In nature, we rarely find isolated, single individuals of any species; majority of them live in groups in a well defined geographical area, share or compete for similar resources, potentially interbreed and thus constitute a population.
Although the term interbreeding implies sexual reproduction, a group of individuals resulting from even asexual reproduction is also generally considered a population for the purpose of ecological studies.
All the cormorants in a wetland, rats in an abandoned dwelling, teakwood trees in a forest tract, bacteria in a culture plate and lotus plants in a pond, are some examples of a population.
In earlier chapters you have learnt that although an individual organism is the one that has to cope with a changed environment, it is at the population level that natural selection operates to evolve the desired traits.
Population ecology is, therefore, an important area of ecology because it links ecology to population genetics and evolution.
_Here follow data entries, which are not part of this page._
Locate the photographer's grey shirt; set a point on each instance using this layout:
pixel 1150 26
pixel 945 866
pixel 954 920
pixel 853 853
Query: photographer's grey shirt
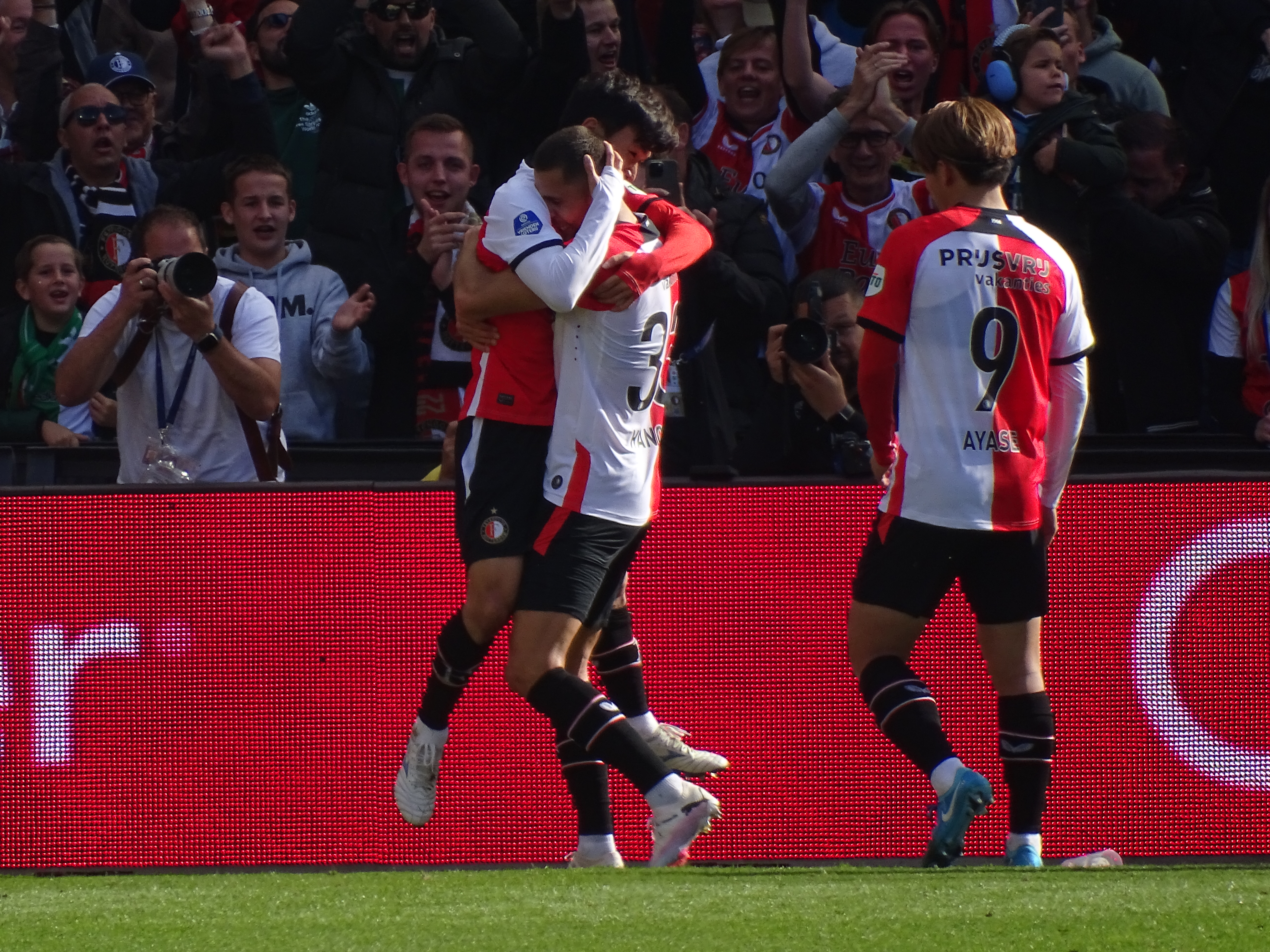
pixel 206 431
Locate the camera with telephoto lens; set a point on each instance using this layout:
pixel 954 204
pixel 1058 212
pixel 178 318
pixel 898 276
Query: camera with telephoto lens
pixel 194 275
pixel 806 338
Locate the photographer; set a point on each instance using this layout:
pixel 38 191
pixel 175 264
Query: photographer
pixel 811 421
pixel 188 404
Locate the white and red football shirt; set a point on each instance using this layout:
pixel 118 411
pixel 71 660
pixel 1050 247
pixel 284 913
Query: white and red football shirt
pixel 611 372
pixel 744 160
pixel 837 234
pixel 513 381
pixel 982 303
pixel 1229 336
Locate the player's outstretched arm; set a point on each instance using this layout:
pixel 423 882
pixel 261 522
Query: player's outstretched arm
pixel 685 242
pixel 876 381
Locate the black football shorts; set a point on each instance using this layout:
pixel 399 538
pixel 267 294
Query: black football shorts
pixel 577 565
pixel 911 565
pixel 498 487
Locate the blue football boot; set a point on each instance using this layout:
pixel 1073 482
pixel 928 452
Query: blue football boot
pixel 968 798
pixel 1024 855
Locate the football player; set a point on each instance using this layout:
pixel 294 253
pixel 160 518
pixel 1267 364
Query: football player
pixel 976 331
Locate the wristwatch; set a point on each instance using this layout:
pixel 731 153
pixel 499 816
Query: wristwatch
pixel 210 342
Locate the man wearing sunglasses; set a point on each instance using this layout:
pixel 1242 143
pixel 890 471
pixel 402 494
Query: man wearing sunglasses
pixel 92 195
pixel 844 225
pixel 371 85
pixel 296 121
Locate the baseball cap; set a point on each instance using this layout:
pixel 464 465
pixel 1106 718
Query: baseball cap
pixel 111 68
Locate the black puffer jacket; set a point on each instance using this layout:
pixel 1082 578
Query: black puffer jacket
pixel 340 70
pixel 1088 155
pixel 1150 286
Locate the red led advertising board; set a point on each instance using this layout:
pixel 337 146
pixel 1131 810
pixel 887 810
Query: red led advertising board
pixel 230 678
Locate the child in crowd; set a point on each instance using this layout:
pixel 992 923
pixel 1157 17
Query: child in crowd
pixel 34 339
pixel 1062 144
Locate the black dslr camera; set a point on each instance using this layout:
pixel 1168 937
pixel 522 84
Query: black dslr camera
pixel 194 275
pixel 806 338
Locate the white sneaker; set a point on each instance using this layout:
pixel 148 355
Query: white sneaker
pixel 676 826
pixel 667 743
pixel 416 789
pixel 610 858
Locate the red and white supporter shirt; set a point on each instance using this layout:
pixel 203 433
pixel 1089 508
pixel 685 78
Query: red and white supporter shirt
pixel 744 160
pixel 1229 336
pixel 982 304
pixel 513 380
pixel 611 372
pixel 837 234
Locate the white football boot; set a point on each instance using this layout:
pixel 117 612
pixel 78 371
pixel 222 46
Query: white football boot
pixel 676 826
pixel 416 789
pixel 610 858
pixel 667 743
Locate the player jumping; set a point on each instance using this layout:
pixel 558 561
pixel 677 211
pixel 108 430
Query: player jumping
pixel 503 442
pixel 976 332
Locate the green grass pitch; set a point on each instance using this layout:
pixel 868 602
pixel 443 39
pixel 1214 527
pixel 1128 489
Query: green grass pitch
pixel 1226 909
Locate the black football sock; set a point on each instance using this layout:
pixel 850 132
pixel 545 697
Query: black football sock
pixel 619 664
pixel 456 661
pixel 1026 739
pixel 906 713
pixel 587 779
pixel 592 722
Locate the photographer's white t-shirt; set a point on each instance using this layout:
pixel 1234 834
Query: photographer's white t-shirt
pixel 206 431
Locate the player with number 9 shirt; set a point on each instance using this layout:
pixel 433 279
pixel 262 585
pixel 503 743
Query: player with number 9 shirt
pixel 973 382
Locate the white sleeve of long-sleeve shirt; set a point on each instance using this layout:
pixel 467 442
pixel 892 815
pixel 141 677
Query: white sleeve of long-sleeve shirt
pixel 519 232
pixel 1069 397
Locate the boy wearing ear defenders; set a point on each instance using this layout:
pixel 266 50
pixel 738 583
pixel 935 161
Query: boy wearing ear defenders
pixel 1063 146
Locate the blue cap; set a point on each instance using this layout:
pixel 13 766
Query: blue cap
pixel 110 69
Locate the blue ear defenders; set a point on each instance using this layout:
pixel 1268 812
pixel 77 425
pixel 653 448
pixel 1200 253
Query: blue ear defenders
pixel 1001 79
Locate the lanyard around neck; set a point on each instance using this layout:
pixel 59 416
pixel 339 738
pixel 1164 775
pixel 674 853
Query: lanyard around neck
pixel 168 417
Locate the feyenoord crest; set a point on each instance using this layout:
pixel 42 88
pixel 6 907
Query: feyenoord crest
pixel 113 248
pixel 495 530
pixel 527 224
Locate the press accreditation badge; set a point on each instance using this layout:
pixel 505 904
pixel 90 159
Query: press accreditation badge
pixel 674 405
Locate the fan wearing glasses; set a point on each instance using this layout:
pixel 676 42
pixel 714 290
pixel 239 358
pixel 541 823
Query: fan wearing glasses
pixel 844 225
pixel 296 121
pixel 92 195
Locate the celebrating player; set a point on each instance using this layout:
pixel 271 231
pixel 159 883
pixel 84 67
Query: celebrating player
pixel 601 489
pixel 984 315
pixel 503 441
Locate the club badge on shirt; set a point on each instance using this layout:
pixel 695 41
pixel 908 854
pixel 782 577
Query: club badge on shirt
pixel 527 224
pixel 113 248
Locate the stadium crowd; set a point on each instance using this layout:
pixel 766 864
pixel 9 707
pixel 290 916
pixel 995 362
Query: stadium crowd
pixel 333 155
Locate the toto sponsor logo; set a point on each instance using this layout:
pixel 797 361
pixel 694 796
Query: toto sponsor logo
pixel 1152 654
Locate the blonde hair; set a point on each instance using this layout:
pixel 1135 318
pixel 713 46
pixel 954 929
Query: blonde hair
pixel 971 135
pixel 1259 280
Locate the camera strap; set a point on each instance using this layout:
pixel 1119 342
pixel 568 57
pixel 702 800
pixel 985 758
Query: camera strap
pixel 133 355
pixel 266 459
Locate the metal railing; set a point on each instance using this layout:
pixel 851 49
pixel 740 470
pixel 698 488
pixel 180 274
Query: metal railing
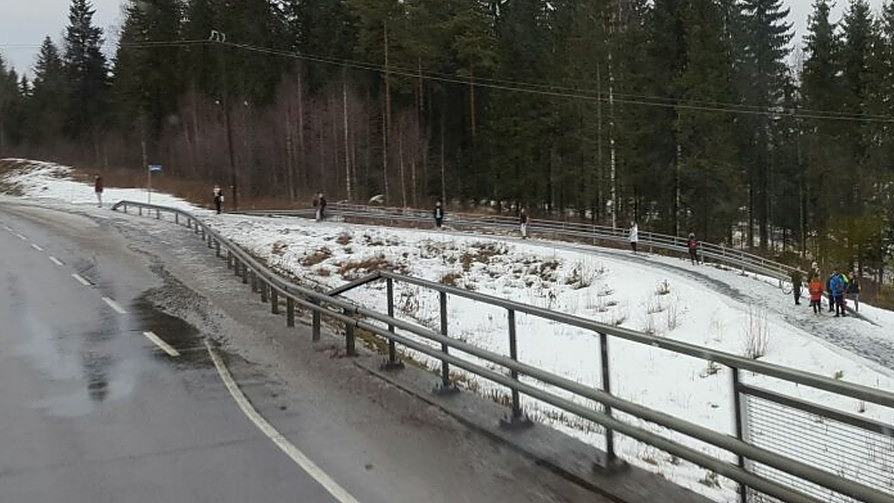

A population has certain attributes that an individual organism does not. An individual may have births and deaths, but a population has birth rates and death rates. In a population these rates refer to per capita births and deaths, respectively.
The rates, hence, are expressed is change in numbers (increase or decrease) with respect to members of the population. Here is an example. If in a pond there are 20 lotus plants last year and through reproduction 8 new plants are added, taking the current population to 28, we calculate the birth rate as 8/20 = 0.4 offspring per lotus per year. If 4 individuals in a laboratory population of 40 fruitflies died during a specified time interval, say a week, the death rate in the population during that period is 4/40 = 0.1 individuals per fruitfly per week.
Another attribute characteristic of a population is sex ratio. An individual is either a male or a female but a population has a sex ratio (e.g., 60 per cent of the population are females and 40 per cent males). A population at any given time is composed of individuals of different ages. If the age distribution (per cent individuals of a given age or age group) is plotted for the population, the resulting structure is called an age pyramid.
For human population, the age pyramids generally show age distribution of males and females in a combined diagram. The shape of the pyramids reflects the growth status of the population - (a) whether it is growing, (b) stable or (c) declining.
The size of the population tells us a lot about its status in the habitat. Whatever ecological processes we wish to investigate in a population, be it the outcome of competition with another species, the impact of a predator or the effect of a pesticide application, we always evaluate them in terms of any change in the population size.
The size, in nature, could be as low as <10 (Siberian cranes at Bharatpur wetlands in any year) or go into millions (Chlamydomonas in a pond). Population size, more technically called population density (designated as N), need not necessarily be measured in numbers only.
Although total number is generally the most appropriate measure of population density, it is in some cases either meaningless or difficult to determine. In an area, if there are 200 Parthenium plants but only a single huge banyan tree with a large canopy, stating that the population density of banyan is low relative to that of Parthenium amounts to underestimating the enormous role of the Banyan in that community.
In such cases, the per cent cover or biomass is a more meaningful measure of the population size. Total number is again not an easily adoptable measure if the population is huge and counting is impossible or very time-consuming. If you have a dense laboratory culture of bacteria in a petri dish what is the best measure to report its density? Sometimes, for certain ecological investigations, there is no need to know the absolute population densities; relative densities serve the purpose equally well.
For instance, the number of fish caught per trap is good enough measure of its total population density in the lake. We are mostly obliged to estimate population sizes indirectly, without actually counting them or seeing them. The tiger census in our national parks and tiger reserves is often based on pug marks and fecal pellets.